Ghana: Human health

Climate change threatens the health and sanitation sector through more frequent incidences of heatwaves, floods, droughts and dry winds [32]. Climate change impacts on health can be direct, e.g. via increasing exposure to heatwaves or floods, or indirect, e.g. via more frequent incidences of vector-borne diseases, such as malaria, as well as via increasing food insecurity or malnutrition.

Heatwave exposure and mortality

Rising temperatures will result in more frequent heatwaves in Ghana, which will increase heat-related mortality. Under RCP6.0, the population affected by at least one heatwave per year is projected to rise from 5 % in 2000 to 19 % in 2080 (Figure 17). Furthermore, under RCP6.0, heat-related mortality will likely increase from about 1 to about 5 deaths per 100 000 people per year, which translates to an increase by a factor of more than five towards the end of the century compared to year 2000 levels, provided that no adaptation to hotter conditions will take place (Figure 18). Under RCP2.6, heat-related mortality is projected to increase to about 2 deaths per 100 000 people per year.

Figure 18: Projections of at least once per year exposure of population to heatwaves for Ghana for different GHG emissions scenarios.
Figure 19: Projections of heat-related mortality for Ghana for different GHG emissions scenarios assuming no adaption to increased heat.

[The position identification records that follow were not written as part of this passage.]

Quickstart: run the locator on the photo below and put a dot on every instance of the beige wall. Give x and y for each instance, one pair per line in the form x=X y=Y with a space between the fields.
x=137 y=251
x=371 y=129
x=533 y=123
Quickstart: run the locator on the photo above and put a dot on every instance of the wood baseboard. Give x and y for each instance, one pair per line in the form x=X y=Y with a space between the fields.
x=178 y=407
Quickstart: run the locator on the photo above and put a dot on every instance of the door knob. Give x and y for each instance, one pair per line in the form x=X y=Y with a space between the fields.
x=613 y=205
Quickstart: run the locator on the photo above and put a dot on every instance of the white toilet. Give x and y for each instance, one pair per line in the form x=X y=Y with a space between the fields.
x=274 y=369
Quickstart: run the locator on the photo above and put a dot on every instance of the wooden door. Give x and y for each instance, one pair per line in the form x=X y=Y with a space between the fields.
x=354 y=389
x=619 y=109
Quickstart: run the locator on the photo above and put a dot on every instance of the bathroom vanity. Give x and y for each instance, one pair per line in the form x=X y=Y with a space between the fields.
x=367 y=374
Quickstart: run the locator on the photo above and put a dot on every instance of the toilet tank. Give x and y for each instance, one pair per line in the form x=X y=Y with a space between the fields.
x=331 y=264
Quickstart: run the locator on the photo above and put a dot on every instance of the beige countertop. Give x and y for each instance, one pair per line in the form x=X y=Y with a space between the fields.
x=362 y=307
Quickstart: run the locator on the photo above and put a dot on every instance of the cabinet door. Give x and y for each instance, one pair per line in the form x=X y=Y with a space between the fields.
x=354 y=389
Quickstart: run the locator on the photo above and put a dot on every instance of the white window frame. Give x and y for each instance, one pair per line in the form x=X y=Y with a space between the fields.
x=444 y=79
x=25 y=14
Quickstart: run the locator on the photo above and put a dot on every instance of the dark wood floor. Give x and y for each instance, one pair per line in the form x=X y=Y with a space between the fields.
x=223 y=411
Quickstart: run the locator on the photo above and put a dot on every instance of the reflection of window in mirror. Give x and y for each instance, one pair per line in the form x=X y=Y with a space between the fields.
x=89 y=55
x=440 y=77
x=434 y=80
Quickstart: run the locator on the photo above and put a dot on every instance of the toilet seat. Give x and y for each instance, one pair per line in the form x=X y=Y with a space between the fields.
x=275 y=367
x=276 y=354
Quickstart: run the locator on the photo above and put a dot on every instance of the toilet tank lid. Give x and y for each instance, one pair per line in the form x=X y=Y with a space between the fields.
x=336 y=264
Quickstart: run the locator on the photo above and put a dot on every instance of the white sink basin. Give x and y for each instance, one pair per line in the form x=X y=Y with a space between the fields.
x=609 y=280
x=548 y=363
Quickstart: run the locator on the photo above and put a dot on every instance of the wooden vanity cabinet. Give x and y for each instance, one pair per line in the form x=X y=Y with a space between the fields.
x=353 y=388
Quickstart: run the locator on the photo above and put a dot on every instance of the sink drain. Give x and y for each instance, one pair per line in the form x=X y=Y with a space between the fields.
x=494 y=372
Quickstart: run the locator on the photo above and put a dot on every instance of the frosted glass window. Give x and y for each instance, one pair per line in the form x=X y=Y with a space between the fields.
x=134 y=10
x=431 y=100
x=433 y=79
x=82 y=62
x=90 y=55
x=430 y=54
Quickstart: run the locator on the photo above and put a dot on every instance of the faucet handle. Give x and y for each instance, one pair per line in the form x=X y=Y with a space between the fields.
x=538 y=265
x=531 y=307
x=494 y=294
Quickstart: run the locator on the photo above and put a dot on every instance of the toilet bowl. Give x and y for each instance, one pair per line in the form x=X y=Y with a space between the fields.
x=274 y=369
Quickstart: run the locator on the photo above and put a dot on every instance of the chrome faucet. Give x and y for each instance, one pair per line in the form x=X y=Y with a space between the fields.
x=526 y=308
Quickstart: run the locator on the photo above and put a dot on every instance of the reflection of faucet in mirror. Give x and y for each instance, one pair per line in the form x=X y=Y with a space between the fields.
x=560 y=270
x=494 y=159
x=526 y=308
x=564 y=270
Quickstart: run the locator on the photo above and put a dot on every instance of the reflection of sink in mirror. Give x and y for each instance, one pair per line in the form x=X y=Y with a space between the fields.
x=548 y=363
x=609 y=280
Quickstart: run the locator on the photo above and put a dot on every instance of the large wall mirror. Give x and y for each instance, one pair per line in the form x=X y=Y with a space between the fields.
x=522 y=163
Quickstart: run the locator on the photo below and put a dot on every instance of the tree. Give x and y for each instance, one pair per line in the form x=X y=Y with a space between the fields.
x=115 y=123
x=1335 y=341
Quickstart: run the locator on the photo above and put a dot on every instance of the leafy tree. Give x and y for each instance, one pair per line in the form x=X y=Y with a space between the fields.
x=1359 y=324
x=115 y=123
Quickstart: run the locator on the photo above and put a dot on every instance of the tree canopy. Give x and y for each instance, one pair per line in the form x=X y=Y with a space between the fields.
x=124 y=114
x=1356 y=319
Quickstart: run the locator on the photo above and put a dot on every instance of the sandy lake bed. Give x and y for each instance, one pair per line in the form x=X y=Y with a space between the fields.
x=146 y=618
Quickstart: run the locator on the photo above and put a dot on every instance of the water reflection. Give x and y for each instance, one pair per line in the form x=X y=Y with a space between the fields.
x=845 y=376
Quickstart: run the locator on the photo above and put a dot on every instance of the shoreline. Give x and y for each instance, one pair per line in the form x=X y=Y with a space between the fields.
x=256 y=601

Among the key health challenges in Ghana are also communicable diseases, such as malaria, tuberculosis, and HIV, maternal and children’s health as well as malnutrition, many of which are expected to become increasingly severe under climate change. Studies show that Malaria, diarrhea, and Cerebro Spinal Meningitis are being aggravated by impacts of climate change in Ghana [33].


[32] A. Haines, R. S. Kovats, D. Campbell-Lendrum, and C. Corvalan, “Climate change and human health: Impacts, vulnerability and public health,” Public Health, vol. 120, no. 7, pp. 585–596, Jul. 2006.
[33] D. B. K. Dovie, M. Dzodzomenyo, and O. A. Ogunseitan, “Sensitivity of health sector indicators’ response to climate change in Ghana,” Sci. Total Environ., vol. 574, pp. 837–846, Jan. 2017.